For some time as a writer I’ve wondered why so many books that I and others have found good or even excellent seldom ever get discussed by the critics and reviewers within the F&SF field, and why so many of those books that get praised are demonstrably weaker than all too many of those that are never mentioned. The most obvious answer, and the one that comes up the most often, is that it’s just a matter of taste. That’s certainly a factor, and one that can’t be discounted, but I don’t think it’s the only factor and not even the dominant one.

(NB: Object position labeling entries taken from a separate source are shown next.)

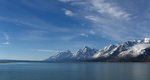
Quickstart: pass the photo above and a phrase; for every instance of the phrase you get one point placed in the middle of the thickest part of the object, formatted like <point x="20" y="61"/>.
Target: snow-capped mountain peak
<point x="130" y="49"/>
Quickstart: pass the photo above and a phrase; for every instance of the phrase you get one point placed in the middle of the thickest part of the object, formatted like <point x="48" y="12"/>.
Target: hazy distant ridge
<point x="133" y="50"/>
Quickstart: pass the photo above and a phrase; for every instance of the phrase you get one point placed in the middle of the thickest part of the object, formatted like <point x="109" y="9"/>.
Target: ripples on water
<point x="75" y="71"/>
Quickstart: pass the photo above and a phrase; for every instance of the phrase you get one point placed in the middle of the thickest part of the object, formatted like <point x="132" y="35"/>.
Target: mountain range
<point x="130" y="51"/>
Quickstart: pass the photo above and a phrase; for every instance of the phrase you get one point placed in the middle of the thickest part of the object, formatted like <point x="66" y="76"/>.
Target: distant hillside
<point x="133" y="50"/>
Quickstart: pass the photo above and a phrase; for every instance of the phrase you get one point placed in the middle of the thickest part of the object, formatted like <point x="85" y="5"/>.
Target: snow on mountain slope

What first got me to thinking about this was a conversation I had several months ago with several of the noted and leading reviewers of a magazine that publishes a great number of reviews every month. The magazine reviewers explained that they liked to concentrate on “newer” writers and books that readers might not have seen or heard about. That’s a reason with thought behind it, and one that has a certain validity.

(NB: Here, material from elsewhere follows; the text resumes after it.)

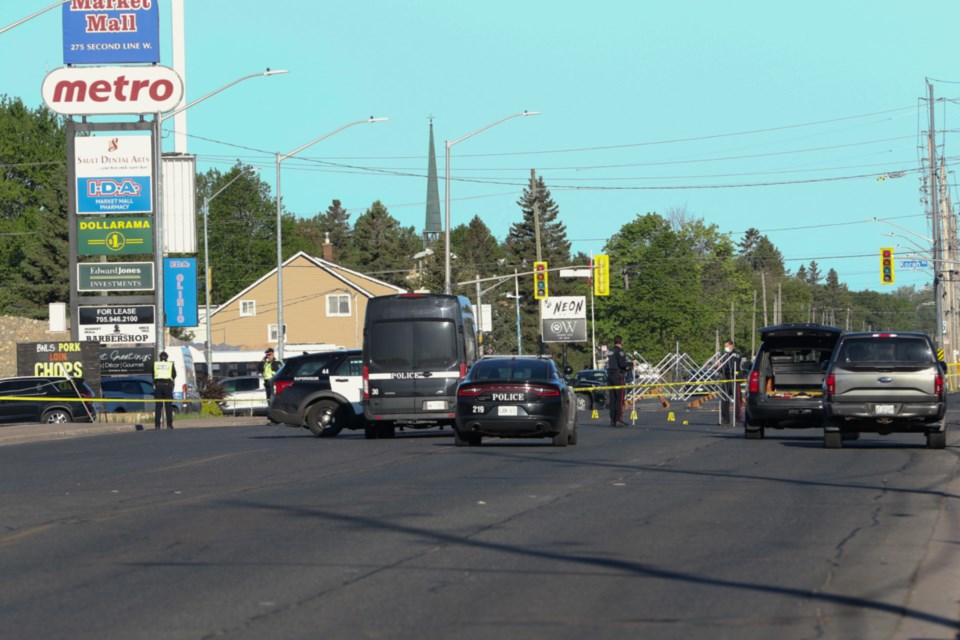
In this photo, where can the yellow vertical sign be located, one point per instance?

Then, the other day I read a review column about the “best” works of 2009 by one of the newer “flavor-de-jour” reviewers who’s currently everyone’s darling, so to speak. Rather than explain, I’m just going to lift a few phrases from the column, each phrase about a different book: “fearless deep dive into worlds of fantasy and of sex…avant garde fantasy elements”; “wonderful ability to be utterly modern”; “strange scenes involving bizarre fish and other monstrosities”; “never blinks in its depiction of horrors of the mind and the body”; “gleefully subvert most of heroic fantasy’s tropes”; “strange creations and enchanters”; “beyond the idea of cyberpunk or the New Wave in its approach”; “kinetic energy and hard-to-define originality”; “potent sampling of the author’s Southern-tinged dual gonzo and horror impulses”; “most experimental and formally daring genre fiction of the year”; “interesting fantasy experiments”; “extraordinary credit for publishing an anthology with few marketable names.”

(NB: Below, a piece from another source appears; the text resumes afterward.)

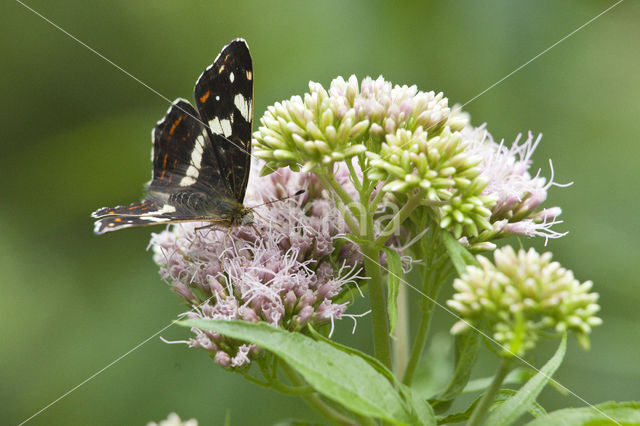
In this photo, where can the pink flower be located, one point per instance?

I understand the appeal of the new, especially to critics and reviewers. After all, who wants to write reviews, year after year, that say something like, “XXX provides another well-crafted, well-plotted, and well-written work with virtually no flaws… sure to please those who have followed…” Even writing a review that states “YYY offers yet another well-designed and enchantingly written experimental novel whose plot and characters are based on the musical motifs of…” gets old after a well-established author achieves yet another milestone or artistic triumph, particularly if he or she does so without excessive sex or rhetorical fireworks.
Coupled with the praise of newness is also, so far as I’m concerned, far too much praise for the violent violation of taboos and the equating of explicit and often vulgar sexual episodes to excellence or insight or being daring. As I think Marion Zimmer Bradley once said (and she should have known, having written pornography under pseudonyms), “Describing sex in detail is like describing plumbing.” Technical manuals and descriptions, whether about technology or sex, should definitely be limited in good fiction.
Seeing newer or unrecognized writers getting exposure and praise doesn’t bother me in the slightest (although I do admit to a bit of jealousy because I would have liked a share of that when I was new and unrecognized), but what does bother me — a lot! — is that all this gushing over newness and shock value is equated with excellence, and all too many excellent works are overlooked in the critical pursuit of “newness.” But then, I suppose I should remember that the very term “novel” comes from the Latin, through French, term for “new.”